A. All systems have a finite capacity to accumulate information and a finite capacity to compute. At some point, even multicellular organisms like us run out of capacity. So to make information grow, you need to have a team or a group or a society with a higher capacity to generate information. That makes the problem of economic growth a particular case of the growth of information, because economic growth involves the capacity to generate physical order. In the case of economies, this is the capacity to generate order that has economic value.
So the question then is, “How do people form the networks they need to increase their computational capacity?” In traditional economic approaches, people see these networks as an epiphenomenon of economic activity. You have something that I want to buy, so we connect and make a transaction; then we go our separate ways. But this is an oversimplification. What sociologists, like Mark Granovetter, showed is that there is a lot of pre-existing social structure, like families, that embed economic activity.
This pre-existing social structure, and social institutions such as trust, are important for the accumulation of computation capacity. As Francis Fukuyama argued in his book “Trust,” societies that differ in their levels of trust gravitate to different types of industries. On the one hand, you have familial societies, in which people don’t trust each other. Here, companies tend to be managed by a relatively small group of people who are all related by family. Their computational capacity is modest. They’re going to gravitate toward industries like agriculture or extractive industries or finance or retail, where basically you can have a few brothers manage the business.
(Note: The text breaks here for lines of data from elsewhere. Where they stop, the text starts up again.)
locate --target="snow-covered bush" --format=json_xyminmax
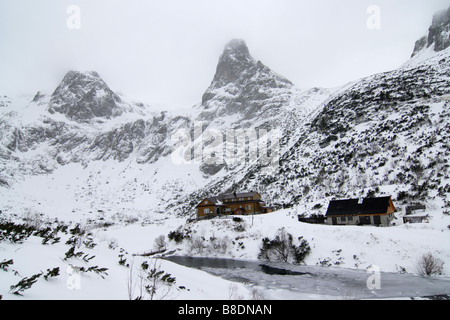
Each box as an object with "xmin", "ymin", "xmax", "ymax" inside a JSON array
[
  {"xmin": 258, "ymin": 228, "xmax": 311, "ymax": 263},
  {"xmin": 417, "ymin": 252, "xmax": 444, "ymax": 276}
]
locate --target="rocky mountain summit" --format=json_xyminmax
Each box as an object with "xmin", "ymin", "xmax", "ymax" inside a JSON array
[
  {"xmin": 201, "ymin": 39, "xmax": 294, "ymax": 125},
  {"xmin": 412, "ymin": 7, "xmax": 450, "ymax": 57},
  {"xmin": 48, "ymin": 71, "xmax": 123, "ymax": 121}
]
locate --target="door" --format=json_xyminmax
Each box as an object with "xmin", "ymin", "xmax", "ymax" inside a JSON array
[{"xmin": 359, "ymin": 216, "xmax": 370, "ymax": 225}]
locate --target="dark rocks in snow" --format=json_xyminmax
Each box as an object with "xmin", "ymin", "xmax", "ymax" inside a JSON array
[{"xmin": 412, "ymin": 7, "xmax": 450, "ymax": 57}]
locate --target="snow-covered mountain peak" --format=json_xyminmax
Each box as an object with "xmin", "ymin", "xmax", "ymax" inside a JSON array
[
  {"xmin": 199, "ymin": 39, "xmax": 293, "ymax": 123},
  {"xmin": 49, "ymin": 71, "xmax": 123, "ymax": 121},
  {"xmin": 411, "ymin": 7, "xmax": 450, "ymax": 57}
]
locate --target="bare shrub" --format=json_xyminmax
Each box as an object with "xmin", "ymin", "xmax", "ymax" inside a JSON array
[
  {"xmin": 210, "ymin": 236, "xmax": 231, "ymax": 254},
  {"xmin": 154, "ymin": 235, "xmax": 167, "ymax": 251},
  {"xmin": 417, "ymin": 252, "xmax": 444, "ymax": 276},
  {"xmin": 188, "ymin": 236, "xmax": 207, "ymax": 254}
]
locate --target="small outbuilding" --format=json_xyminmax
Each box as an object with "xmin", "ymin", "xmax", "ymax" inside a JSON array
[{"xmin": 325, "ymin": 197, "xmax": 395, "ymax": 226}]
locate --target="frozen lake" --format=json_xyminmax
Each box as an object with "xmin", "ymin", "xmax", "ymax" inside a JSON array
[{"xmin": 166, "ymin": 256, "xmax": 450, "ymax": 300}]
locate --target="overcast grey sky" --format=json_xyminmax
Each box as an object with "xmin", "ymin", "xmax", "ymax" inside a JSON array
[{"xmin": 0, "ymin": 0, "xmax": 450, "ymax": 107}]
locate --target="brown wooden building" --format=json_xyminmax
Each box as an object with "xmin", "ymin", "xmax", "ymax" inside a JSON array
[
  {"xmin": 326, "ymin": 197, "xmax": 395, "ymax": 226},
  {"xmin": 196, "ymin": 192, "xmax": 273, "ymax": 218}
]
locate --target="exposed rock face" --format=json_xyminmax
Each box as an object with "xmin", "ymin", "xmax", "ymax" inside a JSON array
[
  {"xmin": 49, "ymin": 71, "xmax": 122, "ymax": 121},
  {"xmin": 412, "ymin": 7, "xmax": 450, "ymax": 57},
  {"xmin": 201, "ymin": 40, "xmax": 293, "ymax": 120}
]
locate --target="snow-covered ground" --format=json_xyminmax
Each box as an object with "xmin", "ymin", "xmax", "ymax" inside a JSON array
[{"xmin": 0, "ymin": 200, "xmax": 450, "ymax": 300}]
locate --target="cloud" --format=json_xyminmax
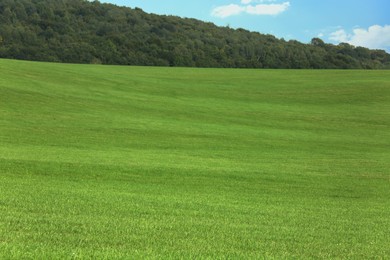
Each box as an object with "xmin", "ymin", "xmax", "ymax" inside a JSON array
[
  {"xmin": 329, "ymin": 25, "xmax": 390, "ymax": 52},
  {"xmin": 211, "ymin": 4, "xmax": 245, "ymax": 18},
  {"xmin": 211, "ymin": 0, "xmax": 290, "ymax": 18},
  {"xmin": 329, "ymin": 29, "xmax": 349, "ymax": 42},
  {"xmin": 246, "ymin": 2, "xmax": 290, "ymax": 15}
]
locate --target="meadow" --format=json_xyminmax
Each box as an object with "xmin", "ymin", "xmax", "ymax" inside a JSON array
[{"xmin": 0, "ymin": 59, "xmax": 390, "ymax": 259}]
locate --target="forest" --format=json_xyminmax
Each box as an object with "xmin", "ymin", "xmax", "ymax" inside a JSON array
[{"xmin": 0, "ymin": 0, "xmax": 390, "ymax": 69}]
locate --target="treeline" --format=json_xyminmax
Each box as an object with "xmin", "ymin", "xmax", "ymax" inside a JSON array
[{"xmin": 0, "ymin": 0, "xmax": 390, "ymax": 69}]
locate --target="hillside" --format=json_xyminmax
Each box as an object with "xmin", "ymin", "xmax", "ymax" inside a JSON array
[
  {"xmin": 0, "ymin": 0, "xmax": 390, "ymax": 69},
  {"xmin": 0, "ymin": 59, "xmax": 390, "ymax": 259}
]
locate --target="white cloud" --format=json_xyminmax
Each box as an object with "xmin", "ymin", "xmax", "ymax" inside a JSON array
[
  {"xmin": 329, "ymin": 25, "xmax": 390, "ymax": 52},
  {"xmin": 211, "ymin": 0, "xmax": 290, "ymax": 18},
  {"xmin": 329, "ymin": 29, "xmax": 349, "ymax": 42},
  {"xmin": 211, "ymin": 4, "xmax": 245, "ymax": 18},
  {"xmin": 246, "ymin": 2, "xmax": 290, "ymax": 15}
]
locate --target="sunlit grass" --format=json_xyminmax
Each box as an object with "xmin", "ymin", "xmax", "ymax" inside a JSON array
[{"xmin": 0, "ymin": 60, "xmax": 390, "ymax": 259}]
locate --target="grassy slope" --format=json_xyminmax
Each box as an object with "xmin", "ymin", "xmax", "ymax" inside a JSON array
[{"xmin": 0, "ymin": 60, "xmax": 390, "ymax": 258}]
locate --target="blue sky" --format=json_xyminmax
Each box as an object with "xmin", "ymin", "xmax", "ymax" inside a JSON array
[{"xmin": 100, "ymin": 0, "xmax": 390, "ymax": 53}]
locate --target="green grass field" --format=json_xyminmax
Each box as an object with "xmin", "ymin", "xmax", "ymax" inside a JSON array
[{"xmin": 0, "ymin": 60, "xmax": 390, "ymax": 259}]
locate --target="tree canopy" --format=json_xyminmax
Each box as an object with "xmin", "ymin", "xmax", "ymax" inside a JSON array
[{"xmin": 0, "ymin": 0, "xmax": 390, "ymax": 69}]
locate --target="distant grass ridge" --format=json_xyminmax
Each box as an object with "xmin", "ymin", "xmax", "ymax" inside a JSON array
[{"xmin": 0, "ymin": 60, "xmax": 390, "ymax": 259}]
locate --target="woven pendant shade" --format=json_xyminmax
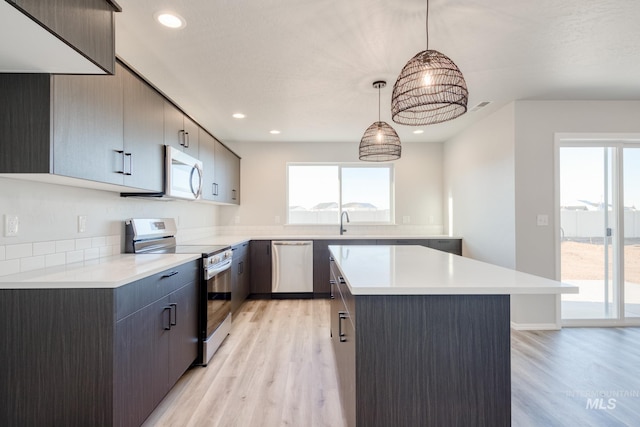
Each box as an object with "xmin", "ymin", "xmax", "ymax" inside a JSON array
[
  {"xmin": 359, "ymin": 122, "xmax": 402, "ymax": 162},
  {"xmin": 358, "ymin": 80, "xmax": 402, "ymax": 162},
  {"xmin": 391, "ymin": 50, "xmax": 469, "ymax": 126}
]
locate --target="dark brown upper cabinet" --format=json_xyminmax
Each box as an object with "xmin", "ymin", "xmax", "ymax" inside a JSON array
[{"xmin": 7, "ymin": 0, "xmax": 121, "ymax": 74}]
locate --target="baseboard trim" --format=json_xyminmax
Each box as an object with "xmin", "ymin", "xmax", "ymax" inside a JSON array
[{"xmin": 511, "ymin": 321, "xmax": 561, "ymax": 331}]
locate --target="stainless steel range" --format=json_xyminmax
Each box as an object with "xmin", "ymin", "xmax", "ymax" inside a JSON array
[{"xmin": 125, "ymin": 218, "xmax": 233, "ymax": 366}]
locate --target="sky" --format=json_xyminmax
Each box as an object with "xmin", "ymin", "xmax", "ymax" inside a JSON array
[
  {"xmin": 288, "ymin": 165, "xmax": 390, "ymax": 209},
  {"xmin": 560, "ymin": 147, "xmax": 640, "ymax": 209}
]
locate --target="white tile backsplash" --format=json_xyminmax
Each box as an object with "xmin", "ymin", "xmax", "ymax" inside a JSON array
[
  {"xmin": 66, "ymin": 251, "xmax": 84, "ymax": 264},
  {"xmin": 20, "ymin": 255, "xmax": 44, "ymax": 272},
  {"xmin": 0, "ymin": 259, "xmax": 20, "ymax": 276},
  {"xmin": 33, "ymin": 242, "xmax": 56, "ymax": 256},
  {"xmin": 5, "ymin": 243, "xmax": 33, "ymax": 260},
  {"xmin": 84, "ymin": 248, "xmax": 100, "ymax": 261},
  {"xmin": 76, "ymin": 237, "xmax": 91, "ymax": 250},
  {"xmin": 0, "ymin": 235, "xmax": 120, "ymax": 276},
  {"xmin": 56, "ymin": 240, "xmax": 76, "ymax": 252},
  {"xmin": 91, "ymin": 236, "xmax": 107, "ymax": 248},
  {"xmin": 44, "ymin": 253, "xmax": 67, "ymax": 267}
]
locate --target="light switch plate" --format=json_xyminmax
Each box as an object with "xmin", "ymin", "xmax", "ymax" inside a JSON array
[
  {"xmin": 4, "ymin": 215, "xmax": 20, "ymax": 237},
  {"xmin": 78, "ymin": 215, "xmax": 87, "ymax": 233},
  {"xmin": 537, "ymin": 214, "xmax": 549, "ymax": 227}
]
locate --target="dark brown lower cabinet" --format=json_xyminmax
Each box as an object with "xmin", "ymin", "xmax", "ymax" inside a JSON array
[
  {"xmin": 231, "ymin": 241, "xmax": 251, "ymax": 315},
  {"xmin": 331, "ymin": 258, "xmax": 511, "ymax": 427},
  {"xmin": 250, "ymin": 240, "xmax": 272, "ymax": 297},
  {"xmin": 0, "ymin": 261, "xmax": 199, "ymax": 427}
]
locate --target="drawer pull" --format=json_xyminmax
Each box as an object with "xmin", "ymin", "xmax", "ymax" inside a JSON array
[
  {"xmin": 162, "ymin": 306, "xmax": 173, "ymax": 331},
  {"xmin": 162, "ymin": 271, "xmax": 178, "ymax": 279},
  {"xmin": 338, "ymin": 311, "xmax": 347, "ymax": 342}
]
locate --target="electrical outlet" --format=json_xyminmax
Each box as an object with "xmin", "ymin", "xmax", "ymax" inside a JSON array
[
  {"xmin": 78, "ymin": 215, "xmax": 87, "ymax": 233},
  {"xmin": 536, "ymin": 214, "xmax": 549, "ymax": 227},
  {"xmin": 4, "ymin": 215, "xmax": 20, "ymax": 237}
]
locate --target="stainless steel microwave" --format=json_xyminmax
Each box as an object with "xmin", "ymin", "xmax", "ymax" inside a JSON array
[{"xmin": 164, "ymin": 145, "xmax": 202, "ymax": 200}]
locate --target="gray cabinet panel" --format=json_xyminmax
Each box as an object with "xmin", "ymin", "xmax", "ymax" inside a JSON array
[
  {"xmin": 0, "ymin": 74, "xmax": 53, "ymax": 173},
  {"xmin": 198, "ymin": 129, "xmax": 217, "ymax": 201},
  {"xmin": 123, "ymin": 66, "xmax": 164, "ymax": 192},
  {"xmin": 214, "ymin": 140, "xmax": 240, "ymax": 205},
  {"xmin": 53, "ymin": 66, "xmax": 124, "ymax": 184},
  {"xmin": 164, "ymin": 99, "xmax": 200, "ymax": 158}
]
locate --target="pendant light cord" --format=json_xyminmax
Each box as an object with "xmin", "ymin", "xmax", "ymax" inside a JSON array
[
  {"xmin": 425, "ymin": 0, "xmax": 429, "ymax": 50},
  {"xmin": 378, "ymin": 85, "xmax": 380, "ymax": 122}
]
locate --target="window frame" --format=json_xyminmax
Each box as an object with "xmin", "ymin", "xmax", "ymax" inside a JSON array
[{"xmin": 285, "ymin": 162, "xmax": 395, "ymax": 226}]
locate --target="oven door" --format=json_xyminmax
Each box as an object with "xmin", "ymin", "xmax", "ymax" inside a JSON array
[{"xmin": 204, "ymin": 259, "xmax": 231, "ymax": 341}]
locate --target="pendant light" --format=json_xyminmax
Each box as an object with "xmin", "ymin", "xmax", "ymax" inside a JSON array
[
  {"xmin": 359, "ymin": 80, "xmax": 402, "ymax": 162},
  {"xmin": 391, "ymin": 0, "xmax": 469, "ymax": 126}
]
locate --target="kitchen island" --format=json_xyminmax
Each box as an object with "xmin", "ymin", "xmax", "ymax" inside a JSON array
[{"xmin": 329, "ymin": 245, "xmax": 577, "ymax": 427}]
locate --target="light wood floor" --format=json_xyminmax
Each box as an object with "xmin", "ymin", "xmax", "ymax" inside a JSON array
[{"xmin": 144, "ymin": 300, "xmax": 640, "ymax": 427}]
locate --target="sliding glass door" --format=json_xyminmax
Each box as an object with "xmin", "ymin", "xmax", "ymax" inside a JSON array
[
  {"xmin": 559, "ymin": 141, "xmax": 640, "ymax": 325},
  {"xmin": 623, "ymin": 146, "xmax": 640, "ymax": 319}
]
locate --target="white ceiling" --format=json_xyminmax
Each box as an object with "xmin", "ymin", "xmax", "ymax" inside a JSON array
[{"xmin": 20, "ymin": 0, "xmax": 640, "ymax": 143}]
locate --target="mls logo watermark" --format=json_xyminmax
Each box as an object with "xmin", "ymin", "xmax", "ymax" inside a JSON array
[
  {"xmin": 586, "ymin": 397, "xmax": 616, "ymax": 410},
  {"xmin": 565, "ymin": 390, "xmax": 640, "ymax": 411}
]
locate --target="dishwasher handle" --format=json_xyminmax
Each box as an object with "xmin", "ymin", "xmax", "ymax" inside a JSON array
[{"xmin": 271, "ymin": 240, "xmax": 313, "ymax": 246}]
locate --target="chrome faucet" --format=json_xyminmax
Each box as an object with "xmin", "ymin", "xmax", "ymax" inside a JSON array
[{"xmin": 340, "ymin": 211, "xmax": 349, "ymax": 235}]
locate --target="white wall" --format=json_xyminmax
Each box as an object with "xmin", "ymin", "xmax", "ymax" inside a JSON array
[
  {"xmin": 511, "ymin": 101, "xmax": 640, "ymax": 324},
  {"xmin": 220, "ymin": 142, "xmax": 443, "ymax": 234},
  {"xmin": 444, "ymin": 104, "xmax": 515, "ymax": 268},
  {"xmin": 515, "ymin": 101, "xmax": 640, "ymax": 278},
  {"xmin": 0, "ymin": 178, "xmax": 219, "ymax": 275}
]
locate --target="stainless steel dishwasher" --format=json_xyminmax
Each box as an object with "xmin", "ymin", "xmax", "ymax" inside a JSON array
[{"xmin": 271, "ymin": 240, "xmax": 313, "ymax": 296}]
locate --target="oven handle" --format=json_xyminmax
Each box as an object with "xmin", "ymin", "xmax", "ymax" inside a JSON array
[{"xmin": 204, "ymin": 258, "xmax": 233, "ymax": 280}]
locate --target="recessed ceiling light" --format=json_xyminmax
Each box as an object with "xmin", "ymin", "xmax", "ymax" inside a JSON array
[{"xmin": 154, "ymin": 12, "xmax": 187, "ymax": 29}]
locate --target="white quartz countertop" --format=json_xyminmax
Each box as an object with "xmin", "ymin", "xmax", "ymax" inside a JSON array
[
  {"xmin": 329, "ymin": 245, "xmax": 578, "ymax": 295},
  {"xmin": 0, "ymin": 254, "xmax": 200, "ymax": 289},
  {"xmin": 179, "ymin": 234, "xmax": 461, "ymax": 246}
]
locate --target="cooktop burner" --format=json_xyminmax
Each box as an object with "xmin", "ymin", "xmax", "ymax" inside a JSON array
[{"xmin": 143, "ymin": 245, "xmax": 231, "ymax": 257}]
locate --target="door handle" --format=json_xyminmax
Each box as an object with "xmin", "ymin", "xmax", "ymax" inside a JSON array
[
  {"xmin": 169, "ymin": 302, "xmax": 178, "ymax": 329},
  {"xmin": 338, "ymin": 311, "xmax": 347, "ymax": 342},
  {"xmin": 162, "ymin": 306, "xmax": 172, "ymax": 331},
  {"xmin": 113, "ymin": 150, "xmax": 126, "ymax": 175},
  {"xmin": 122, "ymin": 153, "xmax": 133, "ymax": 175}
]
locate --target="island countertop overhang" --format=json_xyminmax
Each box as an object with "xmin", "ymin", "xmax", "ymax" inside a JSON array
[{"xmin": 329, "ymin": 245, "xmax": 578, "ymax": 295}]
In trust-based societies, where people trust each other more, the cost of links is lower, and people tend to form large networks with non-kin. In those non-kin societies, you have, let’s say, a Steve Jobs and a Steve Wozniak and a Jonny Ive. You have a diverse pool of talent that creates large networks that gravitate toward complex industries where humans crystallize a lot of imagination. In trust societies, people gravitate towards the aerospace industry, car manufacturing, electronics, pharmaceuticals — the most complex industries, because they’re able to form larger networks that can accumulate more computation.
So countries with a lot of trust and good institutions can create very complex computers that are able to process large volumes of information and create complex products that are rare and have a big premium on the market. So by thinking of economies in terms of information and computation, you can also connect institutions with the mix of products that countries make and with wealth. A social network is nothing other than a distributed computer.